In addition, population surveys show a high prevalence of comorbid drug abuse and other mental illnesses,5 such as mood and anxiety disorders (especially in women), antisocial personality disorder (particularly in men), and schizophrenia (highly comorbid with nicotine dependence). Compelling evidence shows that the disease of addiction arises through the complex interaction of genetic, behavioral, and environmental factors and that it is most effectively prevented and treated through research-based approaches.6
Investment in addiction research and treatment is opening up avenues that are profitable not only to persons who are addicted but also to their families, communities, and society at large. It is a good investment: estimates show that every dollar spent on addiction treatment programs yields a $4 to $7 reduction in the cost of drug-related crimes. With some outpatient programs, total savings can exceed costs by a ratio of 12:1.7What do we know?
Over the past several decades, we have witnessed changing trends in the abuse of heroin, cocaine, methamphetamine and its derivative ecstasy (3,4-methylenedioxymethamphetamine), and other drugs of abuse. Influencing factors include the existence of purer and more potent formulations, which the illegal drug industry strives for and achieved with crack cocaine and heroin. Prepotent methamphetamine continues to afflict communities across the country, showing marked increases in abuse consequences and in treatment admissions over the past decade-from about 48,000 admissions a year in 1995 to more than 150,000 a year in 2005.8
Although cocaine use is viewed as having stabilized somewhat, there are still about 2.4 million current cocaine users aged 12 years and older in this country.1 While marijuana use continues to decline among teenagers, it remains the most commonly used illicit drug.1 Outside the illicit drug arena, prescription drug abuse continues to gather momentum; about 7 million US persons report current (in the past month) nonmedical use of prescription drugs, mostly pain relievers-more than the number of persons abusing cocaine, heroin, hallucinogens, and inhalants combined.1
In the more than 30 years since the National Institute on Drug Abuse (NIDA) was established, major strides have been made in understanding addiction as a complex disease of the brain.6 Advances in molecular biology, genetics, and neuroimaging technologies have elucidated the complexity of the opioid, dopaminergic, and other systems, greatly improving our understanding of how the brain responds to and is altered by the acute and long-term use of illicit drugs.

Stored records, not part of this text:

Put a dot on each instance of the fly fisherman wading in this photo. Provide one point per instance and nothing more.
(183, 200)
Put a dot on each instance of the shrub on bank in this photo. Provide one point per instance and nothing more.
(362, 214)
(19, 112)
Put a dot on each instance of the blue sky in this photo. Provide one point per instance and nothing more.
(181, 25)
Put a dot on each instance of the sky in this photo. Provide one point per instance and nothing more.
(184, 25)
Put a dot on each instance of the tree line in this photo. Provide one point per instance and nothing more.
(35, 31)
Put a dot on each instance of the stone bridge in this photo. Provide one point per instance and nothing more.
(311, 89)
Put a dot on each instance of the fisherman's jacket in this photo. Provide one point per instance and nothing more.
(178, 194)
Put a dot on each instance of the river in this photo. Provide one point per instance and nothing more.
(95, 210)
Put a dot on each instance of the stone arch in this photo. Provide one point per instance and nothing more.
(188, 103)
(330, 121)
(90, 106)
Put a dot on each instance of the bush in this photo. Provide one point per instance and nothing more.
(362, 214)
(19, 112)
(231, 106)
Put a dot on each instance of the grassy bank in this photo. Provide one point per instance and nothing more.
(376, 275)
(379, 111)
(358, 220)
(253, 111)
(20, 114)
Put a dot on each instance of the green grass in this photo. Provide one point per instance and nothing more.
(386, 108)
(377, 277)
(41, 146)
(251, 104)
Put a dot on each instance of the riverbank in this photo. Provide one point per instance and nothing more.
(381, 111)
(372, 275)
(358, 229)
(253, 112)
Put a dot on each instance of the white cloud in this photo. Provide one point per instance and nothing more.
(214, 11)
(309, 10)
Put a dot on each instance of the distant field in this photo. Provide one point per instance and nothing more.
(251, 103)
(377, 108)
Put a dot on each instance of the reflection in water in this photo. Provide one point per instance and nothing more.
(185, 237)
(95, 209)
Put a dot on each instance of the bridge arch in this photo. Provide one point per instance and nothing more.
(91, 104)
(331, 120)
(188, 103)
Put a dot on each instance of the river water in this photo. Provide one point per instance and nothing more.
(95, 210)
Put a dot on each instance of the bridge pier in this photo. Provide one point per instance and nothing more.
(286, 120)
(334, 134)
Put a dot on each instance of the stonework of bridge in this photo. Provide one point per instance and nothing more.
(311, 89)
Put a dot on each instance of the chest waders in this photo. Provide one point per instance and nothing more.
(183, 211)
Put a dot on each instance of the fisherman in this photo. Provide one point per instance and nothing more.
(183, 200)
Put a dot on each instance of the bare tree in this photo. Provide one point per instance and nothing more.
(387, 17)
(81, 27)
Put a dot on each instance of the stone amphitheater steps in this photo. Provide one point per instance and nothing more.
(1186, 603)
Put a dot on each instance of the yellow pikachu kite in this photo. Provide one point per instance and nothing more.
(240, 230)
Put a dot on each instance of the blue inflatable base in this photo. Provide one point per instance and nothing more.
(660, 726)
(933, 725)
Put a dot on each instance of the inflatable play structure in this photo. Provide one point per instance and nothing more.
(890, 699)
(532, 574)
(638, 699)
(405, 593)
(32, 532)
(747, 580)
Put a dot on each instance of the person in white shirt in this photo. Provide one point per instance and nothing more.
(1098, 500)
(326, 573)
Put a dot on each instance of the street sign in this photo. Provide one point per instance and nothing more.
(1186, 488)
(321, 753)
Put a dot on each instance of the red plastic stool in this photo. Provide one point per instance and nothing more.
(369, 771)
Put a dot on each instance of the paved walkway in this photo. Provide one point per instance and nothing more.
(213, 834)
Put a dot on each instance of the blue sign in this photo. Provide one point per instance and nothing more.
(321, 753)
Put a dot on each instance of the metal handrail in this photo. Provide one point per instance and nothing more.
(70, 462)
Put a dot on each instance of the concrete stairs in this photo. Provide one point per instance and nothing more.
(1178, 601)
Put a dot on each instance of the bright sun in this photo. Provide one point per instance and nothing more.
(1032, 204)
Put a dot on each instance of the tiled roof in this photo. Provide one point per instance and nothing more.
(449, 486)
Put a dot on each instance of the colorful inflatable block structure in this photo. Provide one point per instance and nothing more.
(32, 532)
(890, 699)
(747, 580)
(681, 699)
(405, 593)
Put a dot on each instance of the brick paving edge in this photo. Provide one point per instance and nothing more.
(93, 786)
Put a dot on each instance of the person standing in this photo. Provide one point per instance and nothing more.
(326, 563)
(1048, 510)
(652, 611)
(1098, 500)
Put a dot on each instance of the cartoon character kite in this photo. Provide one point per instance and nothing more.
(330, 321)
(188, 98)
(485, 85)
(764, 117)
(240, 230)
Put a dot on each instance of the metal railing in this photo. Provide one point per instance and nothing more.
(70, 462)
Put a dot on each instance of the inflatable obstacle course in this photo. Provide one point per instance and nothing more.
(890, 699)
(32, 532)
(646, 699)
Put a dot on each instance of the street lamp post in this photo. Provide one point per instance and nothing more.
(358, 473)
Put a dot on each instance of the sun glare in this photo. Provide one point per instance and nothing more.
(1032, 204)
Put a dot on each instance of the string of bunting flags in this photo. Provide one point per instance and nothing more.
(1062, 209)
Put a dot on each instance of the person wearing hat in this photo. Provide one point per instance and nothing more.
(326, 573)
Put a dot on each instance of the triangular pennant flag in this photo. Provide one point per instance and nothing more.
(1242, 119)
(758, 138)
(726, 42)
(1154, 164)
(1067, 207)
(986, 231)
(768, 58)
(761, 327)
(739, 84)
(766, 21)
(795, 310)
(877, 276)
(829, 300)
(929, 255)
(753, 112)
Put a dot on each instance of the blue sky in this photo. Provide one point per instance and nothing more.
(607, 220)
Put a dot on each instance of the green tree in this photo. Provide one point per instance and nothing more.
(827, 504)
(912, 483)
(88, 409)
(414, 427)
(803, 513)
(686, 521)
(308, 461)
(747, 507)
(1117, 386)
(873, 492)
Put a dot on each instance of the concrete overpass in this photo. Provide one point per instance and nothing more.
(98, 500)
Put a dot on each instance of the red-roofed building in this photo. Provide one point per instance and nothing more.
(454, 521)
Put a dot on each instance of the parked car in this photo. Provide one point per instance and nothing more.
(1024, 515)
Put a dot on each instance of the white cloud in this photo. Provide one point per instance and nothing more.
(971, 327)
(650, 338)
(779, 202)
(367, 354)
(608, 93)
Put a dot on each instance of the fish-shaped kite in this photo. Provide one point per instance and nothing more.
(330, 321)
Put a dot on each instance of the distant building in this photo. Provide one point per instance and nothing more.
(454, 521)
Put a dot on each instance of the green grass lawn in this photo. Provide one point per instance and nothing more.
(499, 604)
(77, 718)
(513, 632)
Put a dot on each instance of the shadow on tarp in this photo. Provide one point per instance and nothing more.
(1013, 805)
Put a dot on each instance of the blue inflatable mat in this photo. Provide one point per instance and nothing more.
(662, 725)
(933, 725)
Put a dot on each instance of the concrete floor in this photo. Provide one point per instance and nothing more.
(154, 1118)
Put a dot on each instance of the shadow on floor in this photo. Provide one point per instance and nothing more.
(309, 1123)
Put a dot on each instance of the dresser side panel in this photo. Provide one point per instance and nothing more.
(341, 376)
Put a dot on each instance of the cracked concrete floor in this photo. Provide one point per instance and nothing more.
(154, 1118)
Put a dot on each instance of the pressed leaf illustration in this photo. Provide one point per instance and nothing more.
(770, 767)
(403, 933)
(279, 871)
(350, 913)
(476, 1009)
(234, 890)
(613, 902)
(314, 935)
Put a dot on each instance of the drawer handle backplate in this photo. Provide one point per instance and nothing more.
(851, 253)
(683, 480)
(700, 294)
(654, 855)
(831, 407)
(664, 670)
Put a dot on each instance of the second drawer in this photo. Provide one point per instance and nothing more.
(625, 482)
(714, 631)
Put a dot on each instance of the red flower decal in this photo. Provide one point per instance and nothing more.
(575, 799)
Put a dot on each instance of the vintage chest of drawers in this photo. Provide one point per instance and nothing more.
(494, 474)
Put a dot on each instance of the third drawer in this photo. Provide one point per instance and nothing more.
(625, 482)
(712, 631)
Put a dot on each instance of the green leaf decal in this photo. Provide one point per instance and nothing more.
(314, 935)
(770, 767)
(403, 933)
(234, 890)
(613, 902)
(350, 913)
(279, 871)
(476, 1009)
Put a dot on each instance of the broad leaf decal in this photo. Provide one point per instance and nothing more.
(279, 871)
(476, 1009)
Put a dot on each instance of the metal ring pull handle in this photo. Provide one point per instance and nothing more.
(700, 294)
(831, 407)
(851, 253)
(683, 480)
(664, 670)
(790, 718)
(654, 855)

Imaging studies have shown that addicted persons have blood flow abnormalities in brain areas involved in impulse control, decision making, motivation, and reward mechanisms. These areas include the orbitofrontal cortex, amygdala, and ventral striatum.9
Hypotheses around these systems have helped explain some neurobiological underpinnings of addiction. Brain imaging studies by Volkow's group10 and others suggest that many types of addiction (including compulsive eating) share common neurobiological substrates and mechanisms. These findings center on the dopamine reward system and on dopamine D2 receptor (DRD2) density. Simply stated, the findings suggest an intrinsic diminished ability of some people to experience pleasure, which leads them to seek pleasurable experiences more reliably through the use of illicit substances that artificially reward them by powerfully stimulating the dopamine system.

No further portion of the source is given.